This is a common problem for me, getting the stories mixed-up because of the similarities between them. So many include women with violent husbands, dodgy deeds committed abroad, foreign baddies with an axe to grind, old lovers re-appearing, governesses in trouble – I mean, surely I’m not the only one who confuses the Copper Beeches with the Solitary Cyclist? But then, in fairness to Doyle, it would be almost impossible to come up with 56 stories without touching on common themes across the series. Love, loss, the past catching up with someone, occur over and over again in most works of literature including my own – I am certainly not saying all this as a criticism, more as an explanation of why the stories can blur and merge sometimes in my mind.
Anyway, on to this particular story and there really isn’t much to say. It’s another one of those which can be described as a good story but not necessarily a good Holmes story. The tale itself is fine, but Holmes has very little to do with it. He gets called in because the woman, the veiled lodger, needs someone to listen to her story before she takes her own life. That’s all Holmes is, just an ear. He doesn’t have to investigate anything, use his fantastic powers of observation or analyse at the scene. He just listens then shows a surprising level of sympathy and compassion and persuades the woman not to take her own life. Okay, so he does technically save a life, but not much else really.

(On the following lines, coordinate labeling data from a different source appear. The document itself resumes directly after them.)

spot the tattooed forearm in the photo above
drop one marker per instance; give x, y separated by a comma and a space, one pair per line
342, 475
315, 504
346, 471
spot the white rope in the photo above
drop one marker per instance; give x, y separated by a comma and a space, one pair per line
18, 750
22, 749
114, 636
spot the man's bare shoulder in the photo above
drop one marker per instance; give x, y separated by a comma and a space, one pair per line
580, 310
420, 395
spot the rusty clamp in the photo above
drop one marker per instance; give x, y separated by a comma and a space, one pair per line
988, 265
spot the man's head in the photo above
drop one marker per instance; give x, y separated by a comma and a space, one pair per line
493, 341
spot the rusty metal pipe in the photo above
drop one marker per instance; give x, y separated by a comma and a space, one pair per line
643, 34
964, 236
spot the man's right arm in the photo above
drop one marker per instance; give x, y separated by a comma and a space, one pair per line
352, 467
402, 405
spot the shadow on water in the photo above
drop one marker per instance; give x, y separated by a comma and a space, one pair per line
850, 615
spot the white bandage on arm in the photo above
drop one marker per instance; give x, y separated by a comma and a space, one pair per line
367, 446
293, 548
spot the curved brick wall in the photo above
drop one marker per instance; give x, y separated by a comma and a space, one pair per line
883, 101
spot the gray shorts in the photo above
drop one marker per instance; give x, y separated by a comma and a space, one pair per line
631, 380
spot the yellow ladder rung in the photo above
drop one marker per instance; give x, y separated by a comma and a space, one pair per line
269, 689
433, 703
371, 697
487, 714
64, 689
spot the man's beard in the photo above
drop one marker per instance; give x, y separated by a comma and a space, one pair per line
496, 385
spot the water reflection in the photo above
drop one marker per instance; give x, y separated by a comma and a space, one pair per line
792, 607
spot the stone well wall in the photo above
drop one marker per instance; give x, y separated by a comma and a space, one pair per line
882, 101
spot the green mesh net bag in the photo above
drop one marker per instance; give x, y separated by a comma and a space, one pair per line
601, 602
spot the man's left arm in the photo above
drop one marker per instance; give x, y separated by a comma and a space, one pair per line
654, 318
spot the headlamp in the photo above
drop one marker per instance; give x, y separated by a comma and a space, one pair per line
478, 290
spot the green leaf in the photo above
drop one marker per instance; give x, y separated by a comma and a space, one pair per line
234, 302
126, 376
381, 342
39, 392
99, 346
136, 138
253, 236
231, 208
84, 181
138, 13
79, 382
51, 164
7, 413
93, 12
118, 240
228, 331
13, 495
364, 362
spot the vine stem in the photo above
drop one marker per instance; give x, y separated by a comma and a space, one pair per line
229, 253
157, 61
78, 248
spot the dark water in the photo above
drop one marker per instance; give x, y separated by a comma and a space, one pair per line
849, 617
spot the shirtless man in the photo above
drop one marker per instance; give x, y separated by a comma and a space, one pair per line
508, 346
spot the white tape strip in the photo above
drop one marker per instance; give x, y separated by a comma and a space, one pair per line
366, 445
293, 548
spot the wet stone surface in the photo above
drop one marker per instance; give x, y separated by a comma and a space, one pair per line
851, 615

The woman was married to a violent lion-tamer and has an affair with the circus’ strong man. They devise a plan to kill the husband but it back-fires and she gets horribly injured by the lion, condemning her to a lonely life of isolation, hidden behind a veil to hide her terrible scars. She has never told anyone about the crime as her husband’s death was put down as being caused by a simple lion attack. This plays on her conscience and prompts her landlady to suggest she unburden herself to Holmes.
And that’s it really, wish there was more to add but I don’t feel this story moves us forward in our understanding of Holmes or is anything other than a mildly diverting short story. Can only give it 5 out of 10 I’m afraid.